What is the defining criteria that stops you being a bog-standard head, and instead classifies you as a petrolhead?
For me, an early memory sticks out.
The year is about 1981. I’m 4. My dad has an army green Cortina Estate. I guess I considered it to be a part of his life. His thing that heused and required. I didn’t think of the car as an entity in it’s own right. I was too busy with my painted wooden bricks, and lego.
Ace.
Then there’s this one day when me and him go somewhere, I don’t remember where but it doesn’t matter. He let’s me sit in the front if I behave myself. Deal.

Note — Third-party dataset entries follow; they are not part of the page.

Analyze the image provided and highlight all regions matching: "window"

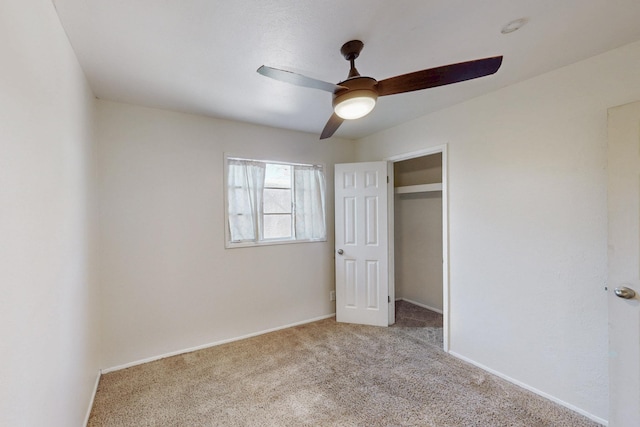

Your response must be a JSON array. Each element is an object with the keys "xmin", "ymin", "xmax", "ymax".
[{"xmin": 225, "ymin": 156, "xmax": 326, "ymax": 247}]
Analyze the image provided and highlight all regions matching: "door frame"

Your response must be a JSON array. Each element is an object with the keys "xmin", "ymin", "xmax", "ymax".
[{"xmin": 386, "ymin": 144, "xmax": 450, "ymax": 352}]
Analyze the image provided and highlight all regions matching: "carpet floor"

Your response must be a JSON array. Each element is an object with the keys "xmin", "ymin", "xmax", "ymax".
[{"xmin": 88, "ymin": 301, "xmax": 601, "ymax": 426}]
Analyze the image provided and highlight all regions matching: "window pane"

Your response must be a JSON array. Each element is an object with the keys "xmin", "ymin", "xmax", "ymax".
[
  {"xmin": 264, "ymin": 163, "xmax": 291, "ymax": 189},
  {"xmin": 263, "ymin": 188, "xmax": 291, "ymax": 214},
  {"xmin": 263, "ymin": 214, "xmax": 292, "ymax": 239}
]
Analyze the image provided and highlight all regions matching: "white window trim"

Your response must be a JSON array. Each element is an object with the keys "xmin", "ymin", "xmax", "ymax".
[{"xmin": 224, "ymin": 154, "xmax": 327, "ymax": 248}]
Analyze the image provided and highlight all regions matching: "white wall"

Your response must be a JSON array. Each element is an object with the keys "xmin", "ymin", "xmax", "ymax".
[
  {"xmin": 394, "ymin": 192, "xmax": 443, "ymax": 311},
  {"xmin": 96, "ymin": 100, "xmax": 355, "ymax": 369},
  {"xmin": 356, "ymin": 39, "xmax": 640, "ymax": 422},
  {"xmin": 0, "ymin": 1, "xmax": 99, "ymax": 426}
]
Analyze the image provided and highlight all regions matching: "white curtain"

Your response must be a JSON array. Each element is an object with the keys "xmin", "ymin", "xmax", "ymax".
[
  {"xmin": 227, "ymin": 159, "xmax": 266, "ymax": 242},
  {"xmin": 294, "ymin": 165, "xmax": 326, "ymax": 240}
]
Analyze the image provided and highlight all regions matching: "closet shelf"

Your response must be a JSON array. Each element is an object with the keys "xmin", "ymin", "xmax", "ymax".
[{"xmin": 395, "ymin": 183, "xmax": 442, "ymax": 194}]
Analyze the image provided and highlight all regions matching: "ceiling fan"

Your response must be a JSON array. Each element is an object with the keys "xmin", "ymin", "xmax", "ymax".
[{"xmin": 257, "ymin": 40, "xmax": 503, "ymax": 139}]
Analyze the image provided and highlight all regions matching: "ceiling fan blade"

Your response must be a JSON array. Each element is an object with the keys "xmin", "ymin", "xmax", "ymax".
[
  {"xmin": 257, "ymin": 66, "xmax": 346, "ymax": 93},
  {"xmin": 320, "ymin": 113, "xmax": 344, "ymax": 140},
  {"xmin": 376, "ymin": 56, "xmax": 503, "ymax": 97}
]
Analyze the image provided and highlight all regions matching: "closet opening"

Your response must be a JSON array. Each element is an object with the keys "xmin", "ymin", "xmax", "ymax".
[{"xmin": 388, "ymin": 147, "xmax": 448, "ymax": 351}]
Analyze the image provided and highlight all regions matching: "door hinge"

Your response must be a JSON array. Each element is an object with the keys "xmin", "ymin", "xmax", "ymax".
[
  {"xmin": 388, "ymin": 295, "xmax": 391, "ymax": 303},
  {"xmin": 387, "ymin": 176, "xmax": 389, "ymax": 183}
]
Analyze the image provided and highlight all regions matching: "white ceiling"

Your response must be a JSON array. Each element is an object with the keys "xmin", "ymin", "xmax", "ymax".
[{"xmin": 52, "ymin": 0, "xmax": 640, "ymax": 140}]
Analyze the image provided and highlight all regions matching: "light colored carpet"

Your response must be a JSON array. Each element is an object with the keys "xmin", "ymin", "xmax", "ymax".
[{"xmin": 88, "ymin": 302, "xmax": 601, "ymax": 426}]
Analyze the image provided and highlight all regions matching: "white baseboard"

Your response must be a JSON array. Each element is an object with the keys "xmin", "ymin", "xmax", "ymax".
[
  {"xmin": 101, "ymin": 313, "xmax": 336, "ymax": 374},
  {"xmin": 448, "ymin": 351, "xmax": 608, "ymax": 426},
  {"xmin": 83, "ymin": 370, "xmax": 101, "ymax": 426},
  {"xmin": 400, "ymin": 297, "xmax": 443, "ymax": 314}
]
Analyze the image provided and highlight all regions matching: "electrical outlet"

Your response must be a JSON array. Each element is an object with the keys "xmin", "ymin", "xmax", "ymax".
[{"xmin": 330, "ymin": 290, "xmax": 336, "ymax": 301}]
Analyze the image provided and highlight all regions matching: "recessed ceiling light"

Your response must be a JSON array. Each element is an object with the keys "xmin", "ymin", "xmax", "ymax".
[{"xmin": 501, "ymin": 18, "xmax": 528, "ymax": 34}]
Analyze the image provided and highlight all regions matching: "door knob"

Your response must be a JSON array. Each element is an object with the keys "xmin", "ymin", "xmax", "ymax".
[
  {"xmin": 337, "ymin": 249, "xmax": 344, "ymax": 255},
  {"xmin": 614, "ymin": 286, "xmax": 636, "ymax": 299}
]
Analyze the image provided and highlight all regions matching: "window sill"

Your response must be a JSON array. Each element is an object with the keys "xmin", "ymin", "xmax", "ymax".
[{"xmin": 225, "ymin": 237, "xmax": 327, "ymax": 249}]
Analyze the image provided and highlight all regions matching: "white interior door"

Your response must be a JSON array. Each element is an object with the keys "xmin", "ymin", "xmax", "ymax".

When you’re 4, you can’t see much from the back seat. Watching stuff go by out of the side window is nothing like the magnificent view out of the hallowed front window. So this trip into the unknown was massive for me. This was no car-journey. This was an expedition.
On the open road all I could look at was the tarmac immediately in front of the bonnet. It splayed out like boiling lava, and in a flash disappeared under the bumper. The Cortina really, truly devoured that black, stoney carpet. Suddenly this vehicle became a spirit. A demon. I was at the mercy of this mechanical human-sharpener. My dad was so cavalier about the experience that I wanted to scream at him to look at the road. How could he not want eat the steering wheel?
The car became something else to me. Suddenly it moved up the pecking order. The dog didn’t matter so much now. Even my Mum and Dad had competition.
I’m not convinced that the audibles were part of the experience for me, but the thrill of speed found a haven in my frontal cortex. It’s set up shop there, and is now entrenched along side the need for food, love and sexual conquest.
Sometimes today, almost 30 years on I catch myself driving on a dull empty motorway, looking at the disappearing tarmac in front of my bonnet, letting myself go all the way back to that Cortina. Then the foot gets heavy, and the exhaust note loud. The tarmac thunders underneath and wind picks up.
That was when I became a petrolhead.